En el momento que reímos dejamos de identificarnos con ese embrollo de pensamientos y acertamos a entender que somos nosotros mismos y nuestra conciencia quienes, al fin y al cabo, lo creamos; que las personas de nuestro entorno, más allá de lo que aparentan, son volubles y vulnerables como nosotros, tienen una vida interior sensible y variable como la nuestra y se deben de encontrar sometidos a las mismas tensiones y problemas que nosotros. En ese momento se abre, como un regalo, una efusiva complicidad con los demás, y el mundo se vuelve un lugar mucho más agradable y cómodo. El mundo de nuestras sensaciones, sentimientos e impulsos personales, que creíamos privados e intransferibles, se hace un sitio en el mundo de los otros. En ese momento dejamos de ver como una amenaza a los demás y traspasamos los límites que nos retenían, que no nos permitían ser totalmente nosotros mismos en nuestra relación con ellos. Por un tiempo al menos, disfrutamos de la convicción de que el mundo social no sigue unos derroteros ajenos a nuestro mundo personal, que las reglas que lo rigen no son extrañas y que podemos comportarnos de una manera mucho más relajada. Percibimos lo ridículo de nuestras preocupaciones viendo lo ridículo del comportamiento de los demás, viéndolos a ellos sometidos a lo mismo que nos somete a nosotros, y lo que reprimíamos en nuestra relación con ellos se libera con la risa.

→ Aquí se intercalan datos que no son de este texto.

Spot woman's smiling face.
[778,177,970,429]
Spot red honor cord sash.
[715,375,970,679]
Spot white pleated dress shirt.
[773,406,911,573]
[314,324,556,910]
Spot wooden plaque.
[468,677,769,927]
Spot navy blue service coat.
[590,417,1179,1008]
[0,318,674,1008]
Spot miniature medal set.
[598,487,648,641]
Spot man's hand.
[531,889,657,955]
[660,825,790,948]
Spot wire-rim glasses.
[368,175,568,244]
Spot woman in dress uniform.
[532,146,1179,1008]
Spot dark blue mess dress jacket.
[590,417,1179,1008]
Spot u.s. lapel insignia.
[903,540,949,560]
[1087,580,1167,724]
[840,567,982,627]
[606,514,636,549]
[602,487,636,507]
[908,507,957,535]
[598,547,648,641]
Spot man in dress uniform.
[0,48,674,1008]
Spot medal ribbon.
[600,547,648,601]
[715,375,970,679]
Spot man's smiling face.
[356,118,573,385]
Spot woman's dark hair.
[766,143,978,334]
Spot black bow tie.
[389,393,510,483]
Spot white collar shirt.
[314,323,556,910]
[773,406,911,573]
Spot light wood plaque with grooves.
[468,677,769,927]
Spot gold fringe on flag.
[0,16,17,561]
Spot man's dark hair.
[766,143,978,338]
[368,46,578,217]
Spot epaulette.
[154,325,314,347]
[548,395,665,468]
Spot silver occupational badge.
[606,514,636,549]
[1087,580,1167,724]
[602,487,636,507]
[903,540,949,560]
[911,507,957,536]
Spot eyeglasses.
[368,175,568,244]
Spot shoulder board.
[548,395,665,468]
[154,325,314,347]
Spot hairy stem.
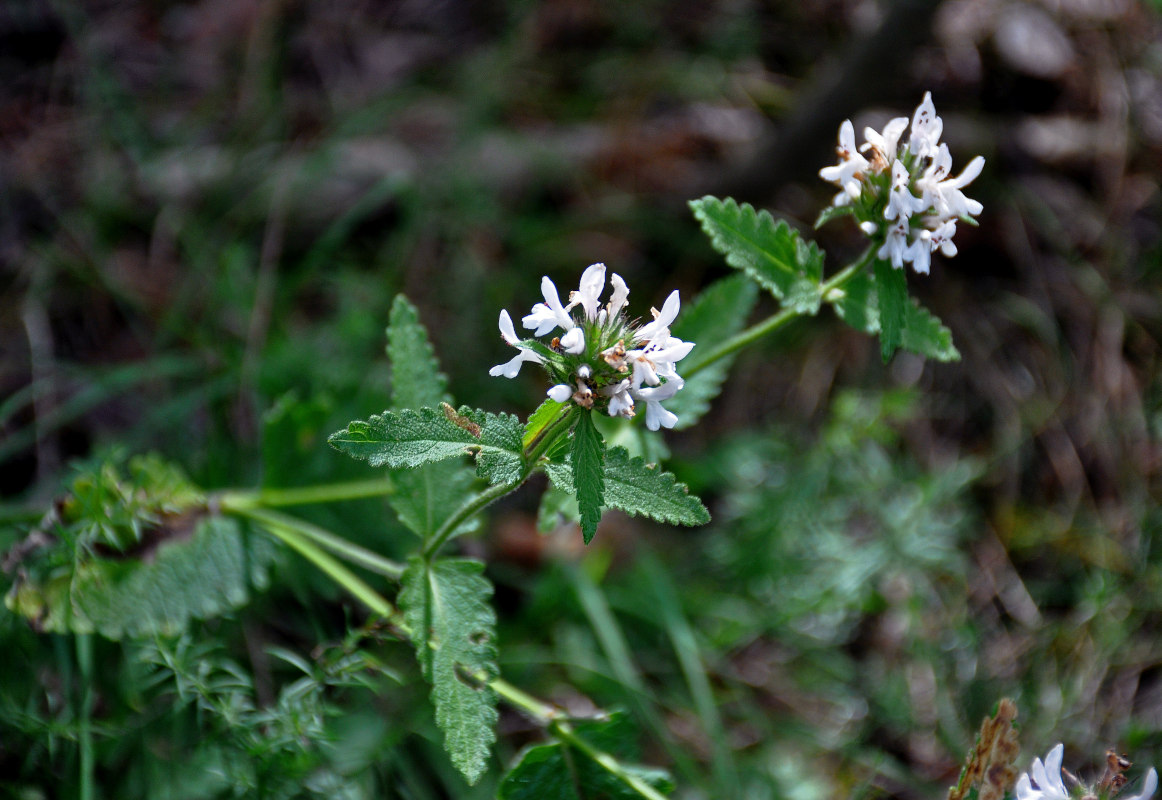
[548,719,666,800]
[421,472,518,560]
[524,405,578,465]
[261,517,396,617]
[221,506,404,580]
[682,245,875,378]
[221,478,392,510]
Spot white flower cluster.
[819,92,984,274]
[488,264,694,430]
[1016,744,1159,800]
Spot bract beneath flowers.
[488,264,694,430]
[819,92,984,274]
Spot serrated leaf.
[496,712,674,800]
[545,448,710,526]
[875,258,909,362]
[327,405,524,483]
[666,274,758,430]
[815,203,855,230]
[5,515,278,638]
[521,398,566,448]
[836,272,960,360]
[399,557,498,784]
[537,484,581,534]
[569,413,605,544]
[690,195,823,314]
[387,294,452,410]
[387,294,479,540]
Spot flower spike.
[489,268,687,430]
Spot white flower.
[860,116,908,172]
[819,92,984,274]
[932,217,956,258]
[908,92,944,158]
[545,384,573,402]
[605,272,630,319]
[1017,744,1069,800]
[601,378,633,419]
[631,380,682,430]
[488,310,544,378]
[819,120,869,199]
[521,276,575,336]
[904,230,933,274]
[625,336,694,388]
[565,264,605,322]
[1122,766,1159,800]
[883,160,928,220]
[489,264,694,430]
[876,220,908,270]
[561,328,584,355]
[916,144,984,220]
[633,290,682,342]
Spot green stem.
[221,478,392,510]
[421,479,518,562]
[682,245,875,378]
[256,509,395,616]
[548,720,666,800]
[266,509,666,800]
[77,634,96,800]
[221,506,404,580]
[524,403,578,465]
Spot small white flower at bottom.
[488,310,545,378]
[561,328,584,356]
[1121,766,1159,800]
[631,380,682,430]
[819,120,869,199]
[601,378,633,420]
[1016,744,1069,800]
[545,384,573,402]
[521,276,575,336]
[565,264,605,322]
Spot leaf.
[399,557,500,784]
[496,712,674,800]
[875,258,909,362]
[569,413,605,544]
[545,448,710,526]
[815,203,855,230]
[537,476,581,534]
[521,398,566,448]
[690,195,823,314]
[836,272,960,360]
[666,274,758,430]
[5,512,278,638]
[387,294,479,540]
[387,294,452,410]
[327,403,523,483]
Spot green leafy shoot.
[834,267,960,362]
[497,712,674,800]
[667,274,758,429]
[387,294,479,541]
[545,448,710,526]
[569,413,605,544]
[2,456,278,638]
[400,557,498,784]
[875,258,909,362]
[328,403,524,484]
[521,398,568,448]
[690,195,823,314]
[387,294,452,410]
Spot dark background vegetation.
[0,0,1162,798]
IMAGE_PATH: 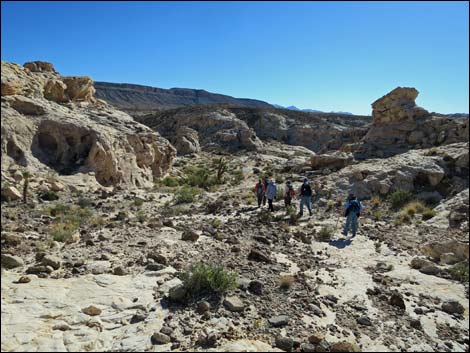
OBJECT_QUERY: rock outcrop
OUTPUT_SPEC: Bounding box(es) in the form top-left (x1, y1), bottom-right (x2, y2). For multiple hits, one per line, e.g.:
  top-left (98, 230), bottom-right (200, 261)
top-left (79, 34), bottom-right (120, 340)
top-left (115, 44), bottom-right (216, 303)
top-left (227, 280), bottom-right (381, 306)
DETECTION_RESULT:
top-left (314, 143), bottom-right (468, 198)
top-left (344, 87), bottom-right (469, 159)
top-left (140, 107), bottom-right (262, 154)
top-left (1, 62), bottom-right (175, 187)
top-left (138, 105), bottom-right (370, 154)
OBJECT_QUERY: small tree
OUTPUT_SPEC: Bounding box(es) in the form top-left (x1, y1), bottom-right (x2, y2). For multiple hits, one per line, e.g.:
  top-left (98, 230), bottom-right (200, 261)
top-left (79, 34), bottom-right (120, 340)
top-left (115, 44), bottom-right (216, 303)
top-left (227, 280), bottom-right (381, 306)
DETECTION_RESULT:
top-left (214, 157), bottom-right (228, 184)
top-left (23, 172), bottom-right (31, 203)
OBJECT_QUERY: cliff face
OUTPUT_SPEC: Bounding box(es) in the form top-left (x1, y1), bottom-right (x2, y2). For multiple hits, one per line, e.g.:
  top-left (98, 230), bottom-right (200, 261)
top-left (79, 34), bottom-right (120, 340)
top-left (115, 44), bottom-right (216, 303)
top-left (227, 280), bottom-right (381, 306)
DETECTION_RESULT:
top-left (1, 62), bottom-right (175, 186)
top-left (94, 82), bottom-right (271, 115)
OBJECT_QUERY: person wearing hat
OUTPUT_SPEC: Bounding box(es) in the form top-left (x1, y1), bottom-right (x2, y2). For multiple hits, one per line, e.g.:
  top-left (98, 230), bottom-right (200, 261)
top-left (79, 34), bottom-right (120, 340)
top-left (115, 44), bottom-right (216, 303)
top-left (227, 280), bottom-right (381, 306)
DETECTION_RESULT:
top-left (299, 178), bottom-right (313, 217)
top-left (342, 194), bottom-right (363, 238)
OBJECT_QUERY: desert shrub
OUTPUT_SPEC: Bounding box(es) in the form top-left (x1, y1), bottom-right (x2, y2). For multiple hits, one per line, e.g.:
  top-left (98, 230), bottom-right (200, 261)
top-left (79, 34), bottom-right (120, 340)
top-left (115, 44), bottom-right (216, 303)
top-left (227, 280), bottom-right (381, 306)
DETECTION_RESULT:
top-left (258, 210), bottom-right (274, 224)
top-left (46, 203), bottom-right (72, 217)
top-left (231, 168), bottom-right (245, 185)
top-left (394, 211), bottom-right (412, 225)
top-left (136, 210), bottom-right (147, 223)
top-left (133, 197), bottom-right (145, 207)
top-left (326, 200), bottom-right (336, 211)
top-left (447, 262), bottom-right (469, 283)
top-left (90, 216), bottom-right (106, 228)
top-left (390, 190), bottom-right (413, 209)
top-left (403, 201), bottom-right (425, 216)
top-left (370, 196), bottom-right (382, 208)
top-left (180, 263), bottom-right (237, 297)
top-left (49, 222), bottom-right (78, 242)
top-left (185, 167), bottom-right (217, 189)
top-left (116, 211), bottom-right (129, 221)
top-left (77, 197), bottom-right (93, 208)
top-left (161, 176), bottom-right (180, 188)
top-left (39, 190), bottom-right (59, 201)
top-left (316, 226), bottom-right (334, 242)
top-left (279, 275), bottom-right (295, 289)
top-left (372, 210), bottom-right (385, 221)
top-left (211, 218), bottom-right (222, 229)
top-left (423, 207), bottom-right (437, 221)
top-left (175, 186), bottom-right (199, 205)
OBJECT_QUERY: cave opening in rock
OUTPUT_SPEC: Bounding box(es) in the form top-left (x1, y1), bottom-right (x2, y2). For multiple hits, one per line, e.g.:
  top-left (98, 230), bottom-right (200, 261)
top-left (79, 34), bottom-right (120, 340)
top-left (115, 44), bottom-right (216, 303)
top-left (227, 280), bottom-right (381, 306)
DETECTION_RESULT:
top-left (32, 126), bottom-right (94, 175)
top-left (413, 173), bottom-right (434, 192)
top-left (7, 140), bottom-right (26, 167)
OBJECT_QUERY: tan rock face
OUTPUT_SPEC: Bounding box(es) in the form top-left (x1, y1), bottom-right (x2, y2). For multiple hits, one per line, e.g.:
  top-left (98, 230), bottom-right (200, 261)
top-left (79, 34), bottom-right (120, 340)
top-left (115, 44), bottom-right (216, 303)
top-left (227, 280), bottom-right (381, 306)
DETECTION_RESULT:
top-left (1, 62), bottom-right (176, 187)
top-left (347, 87), bottom-right (469, 159)
top-left (63, 76), bottom-right (95, 101)
top-left (372, 87), bottom-right (429, 125)
top-left (23, 61), bottom-right (55, 72)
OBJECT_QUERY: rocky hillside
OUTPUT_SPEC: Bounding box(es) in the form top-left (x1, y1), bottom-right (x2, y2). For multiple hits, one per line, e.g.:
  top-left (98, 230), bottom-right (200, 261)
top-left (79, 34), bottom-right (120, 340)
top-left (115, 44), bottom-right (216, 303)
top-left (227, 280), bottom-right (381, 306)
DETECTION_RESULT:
top-left (1, 62), bottom-right (175, 187)
top-left (94, 82), bottom-right (271, 116)
top-left (138, 105), bottom-right (371, 154)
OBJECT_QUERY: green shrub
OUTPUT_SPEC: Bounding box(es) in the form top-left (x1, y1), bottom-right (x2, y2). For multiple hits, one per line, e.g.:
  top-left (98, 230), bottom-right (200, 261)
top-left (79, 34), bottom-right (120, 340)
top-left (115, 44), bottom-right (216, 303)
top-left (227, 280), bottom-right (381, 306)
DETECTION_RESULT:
top-left (372, 210), bottom-right (384, 221)
top-left (390, 190), bottom-right (413, 209)
top-left (175, 186), bottom-right (199, 205)
top-left (447, 262), bottom-right (469, 283)
top-left (39, 191), bottom-right (59, 201)
top-left (50, 222), bottom-right (78, 242)
top-left (232, 168), bottom-right (245, 185)
top-left (316, 227), bottom-right (334, 242)
top-left (180, 263), bottom-right (237, 297)
top-left (136, 210), bottom-right (147, 223)
top-left (370, 196), bottom-right (382, 208)
top-left (258, 210), bottom-right (274, 224)
top-left (162, 176), bottom-right (180, 188)
top-left (133, 197), bottom-right (145, 207)
top-left (423, 207), bottom-right (437, 221)
top-left (211, 218), bottom-right (222, 229)
top-left (185, 167), bottom-right (217, 190)
top-left (78, 197), bottom-right (93, 208)
top-left (403, 201), bottom-right (425, 216)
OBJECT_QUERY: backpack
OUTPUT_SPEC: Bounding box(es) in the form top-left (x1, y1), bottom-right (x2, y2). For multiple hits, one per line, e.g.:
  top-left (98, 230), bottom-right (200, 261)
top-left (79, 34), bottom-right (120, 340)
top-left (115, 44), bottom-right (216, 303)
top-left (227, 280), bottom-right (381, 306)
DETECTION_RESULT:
top-left (286, 185), bottom-right (295, 199)
top-left (300, 184), bottom-right (312, 196)
top-left (345, 200), bottom-right (361, 217)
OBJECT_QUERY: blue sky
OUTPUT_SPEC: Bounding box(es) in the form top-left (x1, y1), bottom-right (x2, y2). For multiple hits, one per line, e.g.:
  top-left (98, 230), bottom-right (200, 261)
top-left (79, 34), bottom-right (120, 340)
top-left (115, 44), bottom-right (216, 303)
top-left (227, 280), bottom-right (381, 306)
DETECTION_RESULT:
top-left (1, 1), bottom-right (469, 114)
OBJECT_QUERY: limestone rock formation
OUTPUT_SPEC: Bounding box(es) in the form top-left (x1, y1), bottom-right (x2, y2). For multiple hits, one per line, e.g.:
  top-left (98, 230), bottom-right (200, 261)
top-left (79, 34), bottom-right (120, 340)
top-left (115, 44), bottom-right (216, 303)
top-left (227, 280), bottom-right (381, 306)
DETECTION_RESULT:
top-left (1, 62), bottom-right (175, 187)
top-left (23, 61), bottom-right (56, 72)
top-left (139, 108), bottom-right (262, 154)
top-left (320, 143), bottom-right (469, 198)
top-left (138, 106), bottom-right (370, 153)
top-left (344, 87), bottom-right (469, 159)
top-left (372, 87), bottom-right (429, 125)
top-left (170, 126), bottom-right (201, 155)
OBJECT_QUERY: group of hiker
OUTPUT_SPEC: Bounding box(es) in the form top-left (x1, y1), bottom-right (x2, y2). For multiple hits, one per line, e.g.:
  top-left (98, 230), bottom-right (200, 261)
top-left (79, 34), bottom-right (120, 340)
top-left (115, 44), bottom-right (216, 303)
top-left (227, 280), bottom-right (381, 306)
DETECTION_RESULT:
top-left (255, 177), bottom-right (363, 238)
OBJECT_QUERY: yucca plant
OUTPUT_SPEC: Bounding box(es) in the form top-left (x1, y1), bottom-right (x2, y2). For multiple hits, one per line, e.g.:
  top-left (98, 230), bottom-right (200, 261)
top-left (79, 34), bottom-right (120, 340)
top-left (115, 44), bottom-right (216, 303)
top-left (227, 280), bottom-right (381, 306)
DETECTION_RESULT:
top-left (23, 171), bottom-right (31, 203)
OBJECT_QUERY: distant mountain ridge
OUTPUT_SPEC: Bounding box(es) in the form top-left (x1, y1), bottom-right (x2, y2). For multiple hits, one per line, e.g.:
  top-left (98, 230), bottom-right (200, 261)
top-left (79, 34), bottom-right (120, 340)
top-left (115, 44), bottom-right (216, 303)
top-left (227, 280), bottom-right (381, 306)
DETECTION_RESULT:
top-left (273, 104), bottom-right (354, 115)
top-left (94, 82), bottom-right (272, 113)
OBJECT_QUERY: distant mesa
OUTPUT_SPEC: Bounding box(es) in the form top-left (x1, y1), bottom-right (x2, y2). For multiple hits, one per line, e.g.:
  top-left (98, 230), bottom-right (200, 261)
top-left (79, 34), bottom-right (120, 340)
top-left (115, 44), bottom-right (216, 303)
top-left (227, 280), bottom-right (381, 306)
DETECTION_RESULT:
top-left (95, 82), bottom-right (272, 115)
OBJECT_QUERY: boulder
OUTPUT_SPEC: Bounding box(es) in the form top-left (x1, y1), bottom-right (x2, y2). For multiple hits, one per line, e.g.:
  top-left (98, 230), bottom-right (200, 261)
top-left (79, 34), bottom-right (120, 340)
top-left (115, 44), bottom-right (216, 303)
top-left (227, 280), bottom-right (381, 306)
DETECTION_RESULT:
top-left (2, 185), bottom-right (23, 201)
top-left (23, 61), bottom-right (56, 72)
top-left (2, 253), bottom-right (24, 269)
top-left (1, 62), bottom-right (176, 187)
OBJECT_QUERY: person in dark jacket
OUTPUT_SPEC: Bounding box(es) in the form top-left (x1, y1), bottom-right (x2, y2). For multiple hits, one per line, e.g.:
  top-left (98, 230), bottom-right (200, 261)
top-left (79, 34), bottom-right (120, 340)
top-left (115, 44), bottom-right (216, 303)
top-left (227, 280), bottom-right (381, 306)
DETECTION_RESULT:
top-left (255, 179), bottom-right (266, 208)
top-left (342, 194), bottom-right (364, 238)
top-left (299, 178), bottom-right (313, 217)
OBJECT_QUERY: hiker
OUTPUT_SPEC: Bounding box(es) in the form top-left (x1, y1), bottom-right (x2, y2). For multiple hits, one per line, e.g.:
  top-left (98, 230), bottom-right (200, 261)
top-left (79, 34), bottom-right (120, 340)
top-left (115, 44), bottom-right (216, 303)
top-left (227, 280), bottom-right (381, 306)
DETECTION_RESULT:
top-left (255, 179), bottom-right (266, 208)
top-left (263, 177), bottom-right (269, 206)
top-left (342, 194), bottom-right (363, 238)
top-left (299, 178), bottom-right (313, 217)
top-left (284, 180), bottom-right (295, 207)
top-left (266, 180), bottom-right (277, 212)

Con la risa y el humor las preocupaciones desaparecen de golpe porque, sencillamente, nos damos cuenta de que no tienen razón de ser. No es que nos desinteresemos de la realidad y entremos en una ensoñación de la razón, sino que lo que sucede es que desaparece la tensión social porque se nos abre súbitamente un mundo mucho más personal y accesible que nos ofrece posibilidades de acción en las que nosotros tenemos verdaderamente el control. 
La risa expresa el triunfo del 'yo' sobre el 'ello'. Con la risa experimentamos una repentina simpatía con lo rompedor, con lo que se sale de la norma, con lo cómico, incluso con lo ridículo, que nos permite huir con desahogo de ese entorno pesado que entre todos, aún sin pretenderlo, muchas veces construimos.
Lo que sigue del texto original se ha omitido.